セッションでは柔軟なスケーリングや効率的なリソース管理を実現するための Amazon EKS のアップデートについて解説されました。

  • EKS ダッシュボード
    • リージョンとアカウントをまたいだ Kubernetes フリートの一元的な可視化ができ、AWS Organizations との統合も可能
    • クラスターインベントリの確認・コンプライアンスの監視・フリート全体のバージョンドリフトの修正計画の検討に有効
  • クラスターインサイト
    • クラスターをスキャンし、アップグレードが必要なクラスターや次のバージョンアップによる影響範囲を特定するために利用可能
    • デフォルトで1日1回スキャン実行されるが、アップデートによりオンデマンドでの実行に対応している
  • EKS Auto Mode
    • クラスターの運用におけるインフラ管理の負担をAWS側に委任できる機能
    • 今回のアップデートにより静的キャパシティのプロビジョニングが利用可能となった
      • AI のトレーニングや推論など要件の厳しいワークロードで必要となるキャパシティの事前確保が出来る

EKS は単にアプリケーションを実行する基盤ではなく、運用負荷を軽減するための機能が継続的に強化されていることを学びました。

今後、AI ワークロードをはじめとした様々なシステムで EKS の活用がこれからも広がっていくのではないかと思います。
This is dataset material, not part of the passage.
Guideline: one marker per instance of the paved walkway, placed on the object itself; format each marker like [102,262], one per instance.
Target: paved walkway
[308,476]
セッション③:Amazon Bedrock AgentCore を活用したエンタープライズ Agentic RAG の実装解説

AI エージェント/RAG システムの開発現場で起こる主な問題(ハルシネーション/コンテキストロット(コンテキストが長くなるほど回答精度が劣化する現象)/本番環境への展開の難しさ)に対する Agentic RAG を使ったアプローチの紹介がされました。
RAG(Retrieval-Augmented Generation:検索拡張生成)システムは、生成 AI が外部の情報を検索し回答を生成する仕組みです。さらに Agentic RAG では、その検索の処理に AI エージェントが使えるツールや短期+長期メモリを付加することで回答の精度の向上を図ります。
「ユーザーに合った AWS Summit のセッションをおすすめする」システムを構築したサンプルコードを用いた解説により、実装イメージを持ちながら理解を深められる内容になっていました。

また、Bedrock AgentCore を利用することでスケーラブルなデプロイや認証認可の仕組みを容易に実現できることを学びました。
AI エージェントを実際のシステムで活用するためには、モデルの性能だけに頼らず精度を向上させるための方法を考えたり、安定した運用を支える基盤も重要であることを理解しました。

さいごに

今回の AWS Summit Japan への参加を通じて、AI 技術の進化の速さとビジネスにおける AI 活用の期待の高まりをあらためて感じました。

生成 AI や AI エージェントそのものの進化だけでなくそれを支えるクラウド基盤や運用整備の重要性も高まっています。

今後も AI の最新技術の動向を継続的にキャッチアップし、システム開発や運用につなげていきたいと思います。